Le gentil lapin ne voyait pas comment l’homme de la lune pouvait rendre service à quelqu’un, s’il devait sauter à la lune, haut au-dessus de la terre. Mais Oncle Déglingué était trop poli pour le dire.

« J’y vais ! Au revoir ! » s’écria l’homme. Il prit un grand élan et sauta jusqu’à la lune. Si vous regardez attentivement, vous pouvez voir son visage là-haut les nuits de lune. Il sourit.

« Au revoir ! » lança Oncle Déglingué, et il continua jusqu’à la maison des chèvres queues-frisées pour voir Nannie. Elle était très heureuse de voir le vieux lapin, et encore plus contente quand il lui donna un cornet de glace, ainsi qu’à son frère Bilou.

Oncle Déglingué resta un bon moment à parler aux chèvres, et Oncle Beurre raconta une histoire amusante sur une affiche de cirque représentant un chien, qui était si naturelle qu’un chat s’enfuit en la voyant.

« Bon, je vais rentrer à mon bungalow, » dit Oncle Déglingué, au bout d’un moment. « Infirmière Jeanne va s’inquiéter si je rentre trop tard. »

« Oh, comme il fait sombre ! » dit Bilou, en regardant par la porte. « N’avez-vous pas peur, Oncle Déglingué ? »

« Oh, non, » répondit le vieux lapin. Mais, quand la porte de la maison des chèvres fut fermée, et que la douce lumière de la lampe ne brillait plus, il faisait vraiment très sombre. « J’aimerais bien que les lucioles soient là, » pensa Monsieur Longues-Oreilles. « Avec leurs lumières qui clignotent, je pourrais facilement voir mon chemin. »

Oncle Déglingué avança comme il pouvait, mais assez tôt il se cogna contre un arbre, et se fit mal à son nez rose et scintillant.
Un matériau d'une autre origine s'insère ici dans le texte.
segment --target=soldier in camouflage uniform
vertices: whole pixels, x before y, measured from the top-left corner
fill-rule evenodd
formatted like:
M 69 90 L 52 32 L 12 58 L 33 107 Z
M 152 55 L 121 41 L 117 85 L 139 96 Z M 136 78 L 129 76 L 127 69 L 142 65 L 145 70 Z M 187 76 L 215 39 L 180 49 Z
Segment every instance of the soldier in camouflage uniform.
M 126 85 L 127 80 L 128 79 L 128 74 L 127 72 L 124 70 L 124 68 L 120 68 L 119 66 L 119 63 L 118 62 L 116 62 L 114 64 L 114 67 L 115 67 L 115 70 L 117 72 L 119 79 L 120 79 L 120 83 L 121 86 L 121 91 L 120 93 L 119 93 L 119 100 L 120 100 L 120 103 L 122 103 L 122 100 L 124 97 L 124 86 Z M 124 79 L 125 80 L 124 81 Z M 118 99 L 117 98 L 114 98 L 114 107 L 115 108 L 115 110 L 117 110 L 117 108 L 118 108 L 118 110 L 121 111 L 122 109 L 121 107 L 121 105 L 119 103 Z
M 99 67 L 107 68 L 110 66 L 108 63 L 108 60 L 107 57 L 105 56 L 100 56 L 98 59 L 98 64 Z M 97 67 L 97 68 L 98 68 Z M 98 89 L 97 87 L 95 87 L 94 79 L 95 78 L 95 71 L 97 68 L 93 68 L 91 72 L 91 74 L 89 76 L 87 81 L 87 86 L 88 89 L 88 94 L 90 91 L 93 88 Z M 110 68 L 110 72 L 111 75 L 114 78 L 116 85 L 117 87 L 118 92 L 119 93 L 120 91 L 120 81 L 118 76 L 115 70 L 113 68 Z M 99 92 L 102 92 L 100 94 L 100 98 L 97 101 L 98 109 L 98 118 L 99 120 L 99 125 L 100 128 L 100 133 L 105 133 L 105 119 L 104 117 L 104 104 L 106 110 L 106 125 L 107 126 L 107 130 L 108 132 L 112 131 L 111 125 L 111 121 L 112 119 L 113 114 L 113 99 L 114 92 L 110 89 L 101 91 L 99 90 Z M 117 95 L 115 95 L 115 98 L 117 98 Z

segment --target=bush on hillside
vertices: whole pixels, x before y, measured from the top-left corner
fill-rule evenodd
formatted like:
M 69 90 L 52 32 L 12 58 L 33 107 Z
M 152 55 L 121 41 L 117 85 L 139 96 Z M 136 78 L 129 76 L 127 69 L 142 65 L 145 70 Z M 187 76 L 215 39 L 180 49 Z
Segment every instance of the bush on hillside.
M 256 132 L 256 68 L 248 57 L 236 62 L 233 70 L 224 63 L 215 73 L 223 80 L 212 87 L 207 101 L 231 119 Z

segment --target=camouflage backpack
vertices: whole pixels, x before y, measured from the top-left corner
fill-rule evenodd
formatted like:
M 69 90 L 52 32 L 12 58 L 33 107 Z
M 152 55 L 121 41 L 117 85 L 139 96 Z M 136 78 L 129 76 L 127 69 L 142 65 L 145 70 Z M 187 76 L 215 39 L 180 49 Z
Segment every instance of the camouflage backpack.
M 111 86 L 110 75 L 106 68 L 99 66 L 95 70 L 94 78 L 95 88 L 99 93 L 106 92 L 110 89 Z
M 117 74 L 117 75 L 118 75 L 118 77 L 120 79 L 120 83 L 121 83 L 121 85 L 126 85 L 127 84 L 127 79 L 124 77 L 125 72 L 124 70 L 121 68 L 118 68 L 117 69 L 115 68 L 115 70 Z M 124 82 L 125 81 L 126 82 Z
Ensuite, il trébucha contre un gros rocher et se blessa la patte.

« Oh là là ! » s’écria-t-il. « Ce n’est vraiment pas drôle ! Si seulement il faisait clair, je pourrais voir où je vais. »

Puis il trébucha sur une bûche et tomba lourdement, se faisant mal à ses articulations, et il se sentit vraiment triste.

« Oh, si seulement quelqu’un pouvait m’aider à retrouver mon chemin ! » s’écria-t-il.

« Je vais vous aider, » dit une voix douce. Et soudain, la forêt s’illumina presque comme en plein jour, car la lune se leva au-dessus des arbres, et brilla tout autour d’Oncle Déglingué pour qu’il ne trébucha plus.

« Alors, c’est mieux ? » demanda l’homme de la lune, rayonnant sur Oncle Déglingué. « Voyez-vous assez clair maintenant ? »

« Oh, oui ! Très bien, » dit le vieux lapin. « Je vois très bien maintenant. Merci. »

Alors l’homme de la lune, dont la bouche ne brûlait plus grâce au cornet de glace, brilla de plus en plus fort  jusqu’à ce qu’Oncle Déglingué atteigne son bungalow en toute sécurité.